How often do you find yourself feeling frustrated, upset, or outright angry with your partner? That strong urge bubbles up (you know the one)… willing you to lash out with harsh words, to make them feel as hurt as you do. Or maybe you find yourself mid way through a heated argument before you even notice what you’ve said. It’s ok; we’ve all been there.
Anger. A wonderful yet forceful emotion, that protects us from those that threaten us or our loved ones. And yet, it can also damage our relationships with those we hold most dear. Anger is an emotion that’s strong and easy to identify, which unfortunately means we can struggle to identify other emotions that might be present when it comes up. As a result anger can become a default emotion - the one we express most readily when something goes wrong.
The problem is, when we’re angry we communicate in a way that shuts the other person down. When our partners feel attacked they automatically become defensive, and respond with anger in turn. It backs us into opposite corners, when we really need to come together, to work out how to resolve the issue at hand. Over time, the use of anger as a go-to communication strategy, can back us further into our corners, breeding contempt and hostility (the most destructive emotions we can foster in a relationship).
Anger is primarily there to protect us when feeling vulnerable, and yet we know that being able to access and show our vulnerability is key to connecting with others. When we are able to look past the anger, usually there are some other emotions, such as sadness, disappointment, or loneliness. If we're able to communicate why it is that we are upset, we can soften, come together, and solve the problem more effectively. It also means that we can build a better understanding of ourselves and our partners, resulting in a more compassionate relationship.
So next time you notice your blood pressure on the rise, take a step back… take a few deep breaths and check in with yourself. What is it that you really want your partner to know? My bet is it’s not that that they’re a terrible so-and-so, but actually that when they say or do “X, Y or Z”, it makes you feel sad or disrespected/ignored/hurt/disappointed. Usually when we talk about these softer emotions, our partners open a little to communicating rather than defending themselves. Once they’ve opened up a little, it can be helpful to be clear about what you want them to do rather than what you don’t want them to do, so instead of going with the default “you always get … wrong”, it can help to reframe this as “It would be really nice if you could do …, as it makes me feel valued/heard/considered/cared about”.

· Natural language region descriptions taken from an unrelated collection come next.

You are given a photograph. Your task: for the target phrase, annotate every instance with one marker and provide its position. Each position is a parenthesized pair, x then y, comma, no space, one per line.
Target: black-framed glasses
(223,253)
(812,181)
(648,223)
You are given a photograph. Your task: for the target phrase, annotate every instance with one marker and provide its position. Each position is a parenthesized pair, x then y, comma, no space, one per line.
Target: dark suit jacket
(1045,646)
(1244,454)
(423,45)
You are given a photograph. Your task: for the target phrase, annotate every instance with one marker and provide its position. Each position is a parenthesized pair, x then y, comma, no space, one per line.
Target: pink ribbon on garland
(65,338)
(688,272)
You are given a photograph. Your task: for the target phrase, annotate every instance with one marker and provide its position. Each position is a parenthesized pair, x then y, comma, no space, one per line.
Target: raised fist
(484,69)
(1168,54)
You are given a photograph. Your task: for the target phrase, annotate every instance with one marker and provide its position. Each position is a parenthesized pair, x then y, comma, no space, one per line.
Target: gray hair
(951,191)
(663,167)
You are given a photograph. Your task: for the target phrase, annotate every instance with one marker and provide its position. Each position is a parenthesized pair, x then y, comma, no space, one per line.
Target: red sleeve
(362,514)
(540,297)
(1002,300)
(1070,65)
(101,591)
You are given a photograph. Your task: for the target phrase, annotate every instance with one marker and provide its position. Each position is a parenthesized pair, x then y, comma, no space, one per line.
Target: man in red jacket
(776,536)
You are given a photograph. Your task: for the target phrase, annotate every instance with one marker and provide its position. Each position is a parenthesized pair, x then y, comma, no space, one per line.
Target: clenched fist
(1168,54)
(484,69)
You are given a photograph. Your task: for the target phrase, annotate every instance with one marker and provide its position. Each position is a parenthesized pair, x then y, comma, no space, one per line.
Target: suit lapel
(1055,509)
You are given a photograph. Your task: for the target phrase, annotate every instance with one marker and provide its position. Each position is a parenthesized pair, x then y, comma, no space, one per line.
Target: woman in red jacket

It can be disarming to do the opposite of anger - anger pulls us apart, while compassion brings us back together. And let’s face it, most of the time we are angry because we want to be closer, more connected, and more understood. Although it can be hard when we are feeling angry, pulling together rather than pushing apart, can be amazingly powerful in short circuiting the spiral of anger. We can pull together by giving them a hug or a kiss, reflecting on our shared goals, seeking to understand their position or owning and apologising for our own behaviour.
If you want to go with the urge of anger and let the insults fly… be prepared for the consequences. Not only does this lead to defensiveness and more anger… but we often feel worse afterwards. So if you want to be more effective, take a mindful pause, check in with yourself, tell them how you feel (under the anger), be clear about what you’d like to change and seek to pull together rather than push apart.